But by June, much to Republican leaders' surprise, $400 billion in new taxes increases were on the table.
Incensed at this turn of events, congressional Republicans pulled out of the talks and demanded the president meet with GOP leadership to discuss the newest stalemate.
For all the public bluster, McConnell has said he was deeply concerned about what missing the debt default deadline would do to the country's ailing economy and to national and international markets.
The day after riding in a July Fourth parade in Campbellsville, Ky., he returned to the office in Washington, gathered his staff around and shared his idea. His plan would have Obama propose lifting the debt ceiling by roughly $2.5 trillion in three phases over the next two years. Obama would make a $700 billion request to Congress by Aug. 2.
Ironically, the McConnell plan would essentially allow a "clean" debt limit, one without any of the deficit reductions that had been discussed in the White House talks. Liberal Democrats have long urged a debt limit without such strings.

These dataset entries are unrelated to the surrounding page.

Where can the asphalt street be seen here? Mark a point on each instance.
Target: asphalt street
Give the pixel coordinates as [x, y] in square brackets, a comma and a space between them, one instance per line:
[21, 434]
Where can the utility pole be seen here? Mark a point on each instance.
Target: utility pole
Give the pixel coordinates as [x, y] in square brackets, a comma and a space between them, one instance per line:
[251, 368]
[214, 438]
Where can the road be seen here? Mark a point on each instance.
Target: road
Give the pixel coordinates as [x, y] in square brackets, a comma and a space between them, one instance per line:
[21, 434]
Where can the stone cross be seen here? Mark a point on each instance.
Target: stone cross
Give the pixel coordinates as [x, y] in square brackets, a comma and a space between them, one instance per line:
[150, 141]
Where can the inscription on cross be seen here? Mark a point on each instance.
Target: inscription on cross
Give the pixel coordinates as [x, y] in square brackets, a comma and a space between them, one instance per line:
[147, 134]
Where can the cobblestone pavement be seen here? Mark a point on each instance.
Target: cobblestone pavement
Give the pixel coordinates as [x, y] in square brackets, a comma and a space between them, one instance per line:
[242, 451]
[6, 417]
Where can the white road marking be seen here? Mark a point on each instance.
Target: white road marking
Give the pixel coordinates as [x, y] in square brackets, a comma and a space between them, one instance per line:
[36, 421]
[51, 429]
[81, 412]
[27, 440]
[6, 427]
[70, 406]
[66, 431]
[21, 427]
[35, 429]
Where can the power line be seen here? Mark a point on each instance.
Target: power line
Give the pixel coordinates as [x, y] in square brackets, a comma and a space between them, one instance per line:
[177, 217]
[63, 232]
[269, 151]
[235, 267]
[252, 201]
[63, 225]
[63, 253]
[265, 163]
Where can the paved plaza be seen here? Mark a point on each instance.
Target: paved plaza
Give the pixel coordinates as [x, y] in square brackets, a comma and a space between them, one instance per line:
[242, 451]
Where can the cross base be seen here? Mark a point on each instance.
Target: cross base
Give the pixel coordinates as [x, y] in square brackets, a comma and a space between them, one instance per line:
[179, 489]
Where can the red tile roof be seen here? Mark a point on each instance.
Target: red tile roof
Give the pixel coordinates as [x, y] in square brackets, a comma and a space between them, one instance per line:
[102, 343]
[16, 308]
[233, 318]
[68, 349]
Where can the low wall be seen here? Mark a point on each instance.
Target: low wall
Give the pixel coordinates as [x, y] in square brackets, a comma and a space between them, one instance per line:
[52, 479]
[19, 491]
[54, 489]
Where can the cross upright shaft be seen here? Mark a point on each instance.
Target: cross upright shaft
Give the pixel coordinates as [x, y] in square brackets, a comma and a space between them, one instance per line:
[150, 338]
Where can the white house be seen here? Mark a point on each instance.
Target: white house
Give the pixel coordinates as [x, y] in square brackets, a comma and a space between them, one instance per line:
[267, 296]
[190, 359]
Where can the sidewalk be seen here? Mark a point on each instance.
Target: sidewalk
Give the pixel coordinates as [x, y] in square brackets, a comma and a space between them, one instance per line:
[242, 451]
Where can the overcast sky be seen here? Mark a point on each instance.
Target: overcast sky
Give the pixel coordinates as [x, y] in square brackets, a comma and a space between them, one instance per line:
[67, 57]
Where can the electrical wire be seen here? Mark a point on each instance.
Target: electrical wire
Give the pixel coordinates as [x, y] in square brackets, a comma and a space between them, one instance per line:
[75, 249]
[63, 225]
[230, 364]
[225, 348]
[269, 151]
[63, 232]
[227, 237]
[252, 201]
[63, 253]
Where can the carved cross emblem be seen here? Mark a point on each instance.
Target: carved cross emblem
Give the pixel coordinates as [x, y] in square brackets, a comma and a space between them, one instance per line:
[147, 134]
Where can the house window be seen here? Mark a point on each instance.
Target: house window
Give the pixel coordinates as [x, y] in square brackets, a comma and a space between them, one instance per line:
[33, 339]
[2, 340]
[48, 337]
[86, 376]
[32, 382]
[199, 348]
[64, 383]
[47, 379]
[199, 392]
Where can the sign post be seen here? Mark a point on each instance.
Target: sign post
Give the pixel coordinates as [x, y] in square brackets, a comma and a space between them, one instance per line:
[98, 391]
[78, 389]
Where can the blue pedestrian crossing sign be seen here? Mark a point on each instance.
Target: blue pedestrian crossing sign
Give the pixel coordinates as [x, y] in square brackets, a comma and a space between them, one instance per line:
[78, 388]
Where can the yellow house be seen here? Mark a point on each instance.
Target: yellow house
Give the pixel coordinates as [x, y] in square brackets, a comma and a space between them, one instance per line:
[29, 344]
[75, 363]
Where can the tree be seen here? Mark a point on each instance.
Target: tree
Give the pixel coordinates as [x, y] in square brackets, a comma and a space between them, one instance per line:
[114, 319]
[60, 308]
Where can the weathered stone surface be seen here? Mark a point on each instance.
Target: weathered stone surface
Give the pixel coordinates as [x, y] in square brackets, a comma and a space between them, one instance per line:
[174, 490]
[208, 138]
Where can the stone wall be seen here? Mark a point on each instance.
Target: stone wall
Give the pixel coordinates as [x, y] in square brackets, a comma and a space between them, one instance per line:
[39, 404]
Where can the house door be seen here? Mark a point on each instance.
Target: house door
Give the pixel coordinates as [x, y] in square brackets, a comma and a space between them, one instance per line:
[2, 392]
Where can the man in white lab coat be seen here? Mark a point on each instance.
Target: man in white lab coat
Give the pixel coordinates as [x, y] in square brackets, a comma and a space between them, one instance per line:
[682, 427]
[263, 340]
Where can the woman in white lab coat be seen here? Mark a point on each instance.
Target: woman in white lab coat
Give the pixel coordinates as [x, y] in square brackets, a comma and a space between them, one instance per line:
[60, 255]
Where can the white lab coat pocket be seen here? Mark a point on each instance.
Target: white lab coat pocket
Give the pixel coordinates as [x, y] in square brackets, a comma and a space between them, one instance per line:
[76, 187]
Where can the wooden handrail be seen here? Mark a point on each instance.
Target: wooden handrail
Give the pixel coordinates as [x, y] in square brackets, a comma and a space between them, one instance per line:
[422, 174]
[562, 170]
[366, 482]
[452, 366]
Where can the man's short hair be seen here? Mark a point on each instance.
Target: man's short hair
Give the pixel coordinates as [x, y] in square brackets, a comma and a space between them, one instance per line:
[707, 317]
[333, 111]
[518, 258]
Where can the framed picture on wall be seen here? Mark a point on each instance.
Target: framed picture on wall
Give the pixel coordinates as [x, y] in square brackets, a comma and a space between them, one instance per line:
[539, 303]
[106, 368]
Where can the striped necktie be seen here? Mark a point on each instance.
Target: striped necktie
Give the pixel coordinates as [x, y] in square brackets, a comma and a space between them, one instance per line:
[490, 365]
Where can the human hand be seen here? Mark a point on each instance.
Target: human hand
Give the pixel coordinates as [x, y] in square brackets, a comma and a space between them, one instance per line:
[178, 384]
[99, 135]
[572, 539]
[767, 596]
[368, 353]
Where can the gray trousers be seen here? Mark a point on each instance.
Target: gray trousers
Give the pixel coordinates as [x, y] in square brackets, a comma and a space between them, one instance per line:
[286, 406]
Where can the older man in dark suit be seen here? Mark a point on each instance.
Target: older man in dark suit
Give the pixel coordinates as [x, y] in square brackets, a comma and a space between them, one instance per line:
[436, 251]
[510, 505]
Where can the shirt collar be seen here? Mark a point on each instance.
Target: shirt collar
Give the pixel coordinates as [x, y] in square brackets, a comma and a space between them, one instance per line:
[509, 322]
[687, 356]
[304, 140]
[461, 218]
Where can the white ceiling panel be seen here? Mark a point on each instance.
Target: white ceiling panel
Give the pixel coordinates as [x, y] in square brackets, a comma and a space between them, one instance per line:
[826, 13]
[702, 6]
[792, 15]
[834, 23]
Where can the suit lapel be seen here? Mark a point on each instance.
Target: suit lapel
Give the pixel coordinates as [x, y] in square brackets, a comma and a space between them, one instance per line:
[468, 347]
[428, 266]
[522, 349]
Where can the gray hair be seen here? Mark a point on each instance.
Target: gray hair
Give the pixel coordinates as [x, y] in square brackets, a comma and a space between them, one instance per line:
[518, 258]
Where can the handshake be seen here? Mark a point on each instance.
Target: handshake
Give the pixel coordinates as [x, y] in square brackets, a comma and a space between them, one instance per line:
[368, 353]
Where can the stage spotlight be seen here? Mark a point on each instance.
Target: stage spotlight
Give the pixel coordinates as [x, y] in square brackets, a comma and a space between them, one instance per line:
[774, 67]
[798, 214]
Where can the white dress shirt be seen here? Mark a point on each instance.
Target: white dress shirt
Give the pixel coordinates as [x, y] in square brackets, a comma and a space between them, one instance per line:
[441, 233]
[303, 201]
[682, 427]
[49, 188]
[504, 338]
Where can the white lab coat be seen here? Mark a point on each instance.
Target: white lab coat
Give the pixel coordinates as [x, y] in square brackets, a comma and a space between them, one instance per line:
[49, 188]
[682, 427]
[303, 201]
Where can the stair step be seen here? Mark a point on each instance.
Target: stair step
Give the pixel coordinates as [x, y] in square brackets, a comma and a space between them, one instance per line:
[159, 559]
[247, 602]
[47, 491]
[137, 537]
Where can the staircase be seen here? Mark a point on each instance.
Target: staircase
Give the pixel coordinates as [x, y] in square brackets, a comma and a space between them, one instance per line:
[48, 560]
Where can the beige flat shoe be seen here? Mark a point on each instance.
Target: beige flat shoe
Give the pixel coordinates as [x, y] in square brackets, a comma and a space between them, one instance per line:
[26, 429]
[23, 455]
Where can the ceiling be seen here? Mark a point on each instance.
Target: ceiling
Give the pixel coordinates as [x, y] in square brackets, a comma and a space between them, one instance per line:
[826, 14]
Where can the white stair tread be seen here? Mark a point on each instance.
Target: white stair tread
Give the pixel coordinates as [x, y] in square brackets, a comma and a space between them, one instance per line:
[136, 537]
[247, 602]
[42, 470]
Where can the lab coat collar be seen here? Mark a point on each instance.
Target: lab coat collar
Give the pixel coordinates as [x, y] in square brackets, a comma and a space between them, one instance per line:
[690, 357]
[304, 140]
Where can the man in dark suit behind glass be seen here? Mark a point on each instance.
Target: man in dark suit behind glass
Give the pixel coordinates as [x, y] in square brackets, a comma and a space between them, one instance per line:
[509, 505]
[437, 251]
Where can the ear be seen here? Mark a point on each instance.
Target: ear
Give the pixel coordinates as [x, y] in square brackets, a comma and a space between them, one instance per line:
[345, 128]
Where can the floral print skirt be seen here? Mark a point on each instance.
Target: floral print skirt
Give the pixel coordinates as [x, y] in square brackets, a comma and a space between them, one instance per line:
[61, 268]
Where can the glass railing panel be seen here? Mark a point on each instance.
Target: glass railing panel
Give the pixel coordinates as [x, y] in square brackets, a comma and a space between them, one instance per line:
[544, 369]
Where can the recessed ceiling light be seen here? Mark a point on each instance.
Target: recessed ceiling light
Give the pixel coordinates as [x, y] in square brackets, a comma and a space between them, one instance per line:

"It was brilliant," said Jennifer Duffy, a senior editor at the Cook Political Report. "It put the responsibility in Obama's lap, it allowed the Republicans multiple opportunities to vote for cuts and it gave some moderate Democrats some cover. Everybody won."
(EDITORS: BEING OPTIONAL TRIM)
McConnell unveiled the plan during a specially scheduled meeting with fellow Senate Republicans and made clear that he deemed a "big deal" with the White House by Aug. 2 highly unlikely. The lawmakers asked about the political ramifications. McConnell answered. Then, only when he was satisfied that most of the rank-and-file would support him — or at least not throw up too many roadblocks — did he head back to his leadership office.
McConnell called Senate Majority Leader Harry Reid, D-Nev., to pitch his idea and waited.
In recent days, the White House has increasingly reiterated that while officials there hope for a broader deal to raise the debt ceiling, McConnell's proposal is "a fallback option — simply to get that done," spokesman Jay Carney told reporters last week.
"McConnell has a tendency to get to the end of the book before everyone else," Duffy said. "He sees all the moving parts and everything that comes together."